Supporters vowed to try again in a future election.

Voters who favored fluoride in Tuesday’s election tend to live in middle- to high-income neighborhoods such as the South Hill, the Summit Drive area and northwest Spokane, according to an analysis of the results using a computer mapping system.

Areas strongly opposed to fluoridation included northeast Spokane, and the areas around Audubon Park and Cooper Elementary School.

The race isn’t officially over, with about 10,000 absentee ballots to be counted. But the proposal trails by about 2 percentage points, and it was behind throughout election night.

“That’s still too close for comfort,” said Kateri Caron of the Fluoride Awareness Coalition. “I’m relieved it’s over. I’m relieved it’s a `no’ vote, but (the push for fluoridation) isn’t going to go away.”

In 1969, fluoridation was opposed by 65 percent of voters. The proposal lost by 13,707 votes.

Support for fluoridation increased in 1984, with 45.56 percent of voters backing it.

“We’re going to get fluoride into Spokane,” said John Robideaux of People for Healthy Teeth, the nonprofit organization that put Proposition 1 on this year’s ballot.

Voters should expect fluoridation back on the ballot in two years, said Mary Smith, chairwoman of People for Healthy Teeth.

The organization spent nearly $100,000 campaigning for water fluoridation and gathering signatures to put Proposition 1 on the ballot.

Only about $5,000 was spent by fluoride opponents.

People for Healthy Teeth’s funds came from the Washington Dental Service, the Spokane County Medical Society and other organizations and community members. Most of the money was used for polling and advertisements, Robideaux said.

Despite all the commercials and mailings, people were still confused about how fluoridation works, Robideaux said.

Smith said part of the problem was a lawsuit filed against the city and City Council over the wording of Proposition 1. Until the lawsuit was dismissed by a county Superior Court judge Oct. 10, People for Healthy Teeth couldn’t print any information about fluoridation, Smith said. The organization didn’t want to waste money in case the court ordered changes in the wording.

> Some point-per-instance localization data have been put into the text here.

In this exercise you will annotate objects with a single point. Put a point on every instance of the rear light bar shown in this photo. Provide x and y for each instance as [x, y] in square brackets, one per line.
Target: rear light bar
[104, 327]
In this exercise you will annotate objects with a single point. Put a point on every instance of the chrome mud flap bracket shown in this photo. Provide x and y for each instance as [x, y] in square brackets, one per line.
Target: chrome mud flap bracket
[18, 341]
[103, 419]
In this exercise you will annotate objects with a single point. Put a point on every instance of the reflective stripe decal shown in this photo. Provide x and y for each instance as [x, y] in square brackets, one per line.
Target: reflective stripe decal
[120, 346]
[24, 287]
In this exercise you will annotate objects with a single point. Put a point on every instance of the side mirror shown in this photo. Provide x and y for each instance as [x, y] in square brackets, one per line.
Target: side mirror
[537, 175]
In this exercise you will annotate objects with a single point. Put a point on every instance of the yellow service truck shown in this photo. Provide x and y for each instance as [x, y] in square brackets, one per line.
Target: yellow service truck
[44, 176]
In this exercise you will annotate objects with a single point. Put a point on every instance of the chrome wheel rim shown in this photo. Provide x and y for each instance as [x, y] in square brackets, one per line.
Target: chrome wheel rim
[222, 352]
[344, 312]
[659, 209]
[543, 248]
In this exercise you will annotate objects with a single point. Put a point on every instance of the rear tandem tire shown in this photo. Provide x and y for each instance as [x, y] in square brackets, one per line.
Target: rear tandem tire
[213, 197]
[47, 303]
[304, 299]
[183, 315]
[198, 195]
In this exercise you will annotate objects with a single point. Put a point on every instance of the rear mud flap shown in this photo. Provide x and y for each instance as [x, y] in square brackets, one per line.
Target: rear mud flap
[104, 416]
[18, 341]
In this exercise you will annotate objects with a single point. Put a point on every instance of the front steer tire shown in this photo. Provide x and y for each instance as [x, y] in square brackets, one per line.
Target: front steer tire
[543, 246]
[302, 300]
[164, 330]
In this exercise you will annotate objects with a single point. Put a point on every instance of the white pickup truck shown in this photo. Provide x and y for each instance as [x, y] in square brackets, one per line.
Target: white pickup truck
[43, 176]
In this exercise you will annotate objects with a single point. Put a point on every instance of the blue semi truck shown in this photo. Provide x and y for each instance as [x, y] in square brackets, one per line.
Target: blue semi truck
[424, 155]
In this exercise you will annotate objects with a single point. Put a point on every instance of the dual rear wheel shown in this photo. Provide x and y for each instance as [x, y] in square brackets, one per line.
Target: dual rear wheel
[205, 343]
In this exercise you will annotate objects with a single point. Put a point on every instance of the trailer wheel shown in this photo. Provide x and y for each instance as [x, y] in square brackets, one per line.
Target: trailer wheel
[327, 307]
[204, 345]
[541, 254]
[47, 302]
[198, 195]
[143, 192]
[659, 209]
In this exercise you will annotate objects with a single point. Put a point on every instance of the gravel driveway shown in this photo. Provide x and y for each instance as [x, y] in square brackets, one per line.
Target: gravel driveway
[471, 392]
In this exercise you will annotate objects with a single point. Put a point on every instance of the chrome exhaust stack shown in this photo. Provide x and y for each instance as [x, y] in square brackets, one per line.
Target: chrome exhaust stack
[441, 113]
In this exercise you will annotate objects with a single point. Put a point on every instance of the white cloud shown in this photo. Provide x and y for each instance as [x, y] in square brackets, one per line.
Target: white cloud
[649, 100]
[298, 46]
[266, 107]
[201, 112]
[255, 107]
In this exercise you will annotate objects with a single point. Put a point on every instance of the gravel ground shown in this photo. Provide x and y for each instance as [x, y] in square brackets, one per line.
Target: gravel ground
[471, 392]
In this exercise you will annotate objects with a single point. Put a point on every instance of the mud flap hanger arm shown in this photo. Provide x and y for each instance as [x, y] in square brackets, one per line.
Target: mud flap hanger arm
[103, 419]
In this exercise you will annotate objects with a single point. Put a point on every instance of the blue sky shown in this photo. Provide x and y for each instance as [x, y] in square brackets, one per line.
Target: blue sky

Next time, fluoride supporters will emphasize to voters that fluoridation can actually save money, Robideaux said. For every $1 spent on fluoridation, $80 in dental repair is saved, he said.

“That cuts the cost of fluoridation out,” Robideaux said. “The return on the investment is such a strong and compelling point.”

Opponents, many of whom believe fluoride is a toxin, argued against the proposal partially because of its cost — an estimated $1 million to install equipment and another $300,000 to maintain annually.

Diane Eve, a fluoride foe, along with her husband, Michael Southworth, spent Election Day standing on street corners with signs that said: “Fluoridation will cost millions. Vote no.”

They talked to dozens of people who expressed their support, Eve said.

With the election over, Smith hopes to work more closely with the Spokane County Health District. She wants to publicize the health benefits of fluoridation, as well as find grants from private foundations that would pay for the initial cost of fluoridating Spokane’s water. She also hopes to bring an engineer from the Centers for Disease Control to project the cost of fluoridation in Spokane. Smith thinks it would be lower than the $1 million figure estimated by the city Water Department.

It’s disappointing that Proposition 1 wasn’t passed in Spokane, Robideaux said.

“We’re faced with people who are passionate about adding anything to the water,” he said. “To their credit, for as few people as they were, they made quite a bit of noise.